Expertos en contabilizar tragedias

Vivo en un país que se ha vuelto experto en contabilizar sus tragedias. No en solucionarlas.

Tenemos en el Inegi una entidad poblada de profesionales que lo cuentan todo, y bien. Cuántos somos, cuántos trabajamos, cuántos no trabajamos. La pobreza o el (poco) ingreso producen índices y subíndices y censos y recuentos que nos dicen, sobre todo, cuánto nos falta, qué no tenemos, qué tan lejos estamos de tenerlo. Han hasta experimentado con nuevas formas de medir la victimización y miden muertes y homicidios.

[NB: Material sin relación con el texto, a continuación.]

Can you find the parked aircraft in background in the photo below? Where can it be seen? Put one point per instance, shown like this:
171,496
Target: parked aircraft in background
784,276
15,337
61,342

Tenemos también una entidad, el Secretariado Ejecutivo del Sistema Nacional de Seguridad Pública, que concentra y procesa cantidades de homicidios, dolosos y no, secuestros de todo tipo, el resto de los delitos y hace índices de incidencia y otros de victimización. Cuenta averiguaciones previas y reos en prisiones y los que se han escapado. Sabemos todo. Por mes y por municipio.

Tenemos, por supuesto, otro instituto que contabiliza lo mal que estamos en educación en todas las materias y ahora evalúa y cuenta maestros.

Y como nos recordaron ayer, tenemos también al Coneval. Que cuenta cuántos pobres y de qué tipo seguimos teniendo en México.

Le robo esta idea a Ricardo Becerra: en el futuro —no tan remoto— algún historiador quedará asombrado de cuántos datos esenciales, cuánta información y de qué buena calidad tuvieron en sus escritorios los responsables de la conducción del país, y la contrastarán con las decisiones que tomaron.

No tengo claro que salgan muy bien librados.

Ayer el Coneval dio a conocer su estudio sobre la pobreza en México. Los números son devastadores en el sentido que todo sigue más o menos igual. En algunas cosas peor, en otras un poquito, muy poquito mejor. La mitad de los mexicanos son pobres.

Pero si uno ve la serie histórica no es difícil darse cuenta de que algo hemos de estar haciendo mal. Y no ahora. No este gobierno, hace mucho tiempo.

Por ejemplo: la población con ingreso inferior a la línea de bienestar era el 53.1 por ciento en 1992 y era de 53.2 por ciento en 2014. Ha aumentado con las crisis y ha descendido con la bonanza petrolera de principio del siglo, pero hoy es la misma que en 1992.

Me pregunto si alguien en el gobierno alguna vez ve la misma gráfica que vemos todos y dice: ¿qué hemos hecho mal?

Porque dudo que se atrevan a pensar que tal vez se podrían hacer las cosas de otra manera.